What topics does the program cover?

The program is broad in scope and supports many topics of continued importance for our community, including, artificial intelligence and emerging technologies, Content Governance, Online Hate and Violence, Internet Access and Inclusion, Business and Human Rights, and Tactics and Contexts for Activists.

We also look for new issues to prompt exploration. Recent summits introduced program tracks on art and activism, human rights-centered design, and humanitarian action, and intersecting themes on health, environmental sustainability, disability rights, and gender justice.

You can find the list of program categories for RightsCon 2025 in our Guide to a Successful Proposal. These categories will inform the final tracks that participants use to navigate the program and find sessions of interest.

Who evaluates the Call for Proposals?

Access Now works with a Program Committee to review the Call for Proposals. Every year, we invite academics, technologists, creators, activists, business leaders and policymakers from around the world to chair the Program Committee and help us select proposals based on our core evaluation criteria (relevant, actionable, original, diverse, and participatory). We also look holistically across categories and take other factors into account, such as gender and region, in order to create the strongest and most inclusive program possible.

What is the impact of the RightsCon program?

RightsCon positions our community to secure commitments, develop resources and campaigns, and set standards for human rights. Our summit has launched government initiatives, such as Tech for Democracy and the Technologist Code of Ethics, prompted statements from UN experts, produced coalitions to fight internet shutdowns, oppose the extensive surveillance of migrants in Latin America, and to prevent the misuse of digital identity systems, and established principles for non-discrimination in AI and the online sale of medicines.
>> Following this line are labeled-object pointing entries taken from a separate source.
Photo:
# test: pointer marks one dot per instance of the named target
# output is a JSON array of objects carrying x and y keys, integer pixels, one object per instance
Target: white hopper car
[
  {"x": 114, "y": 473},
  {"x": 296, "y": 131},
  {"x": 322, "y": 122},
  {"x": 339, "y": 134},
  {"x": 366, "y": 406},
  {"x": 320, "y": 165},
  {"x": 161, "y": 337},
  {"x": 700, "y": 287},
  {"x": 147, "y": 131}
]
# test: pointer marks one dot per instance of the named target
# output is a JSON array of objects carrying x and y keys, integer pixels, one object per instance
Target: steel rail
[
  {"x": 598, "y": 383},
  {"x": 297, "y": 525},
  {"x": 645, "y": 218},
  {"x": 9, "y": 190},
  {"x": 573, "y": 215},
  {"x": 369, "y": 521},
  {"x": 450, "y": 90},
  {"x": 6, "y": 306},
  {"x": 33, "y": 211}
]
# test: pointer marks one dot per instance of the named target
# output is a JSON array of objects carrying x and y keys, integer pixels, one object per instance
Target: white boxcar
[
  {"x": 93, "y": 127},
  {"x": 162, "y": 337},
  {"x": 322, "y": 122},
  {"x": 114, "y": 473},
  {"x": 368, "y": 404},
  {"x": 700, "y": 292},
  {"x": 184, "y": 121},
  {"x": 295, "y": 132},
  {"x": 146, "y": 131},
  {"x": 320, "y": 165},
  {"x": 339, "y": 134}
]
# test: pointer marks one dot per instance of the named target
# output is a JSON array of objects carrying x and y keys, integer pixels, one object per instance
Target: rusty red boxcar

Learn more about RightsCon’s impact in our most recent Outcomes Report.

What if I need funding to travel or participate?

RightsCon offers a Community Support Fund, available to those who wish to attend RightsCon in-person or online. The fund offers travel support for in-person participation(including travel, accommodation, among other travel-related costs), as well as direct financial support for online participation (including connectivity, translation and other services).

While the fund is open to everyone, we prioritize applications from session organizers, facilitators, and speakers from communities who are traditionally underrepresented in global convenings. However as a nonprofit organization with limited resources, we are unfortunately unable to guarantee funding to every applicant. Applications to the Fund will be open in early June and will be available through the RightsCon Proposal Portal.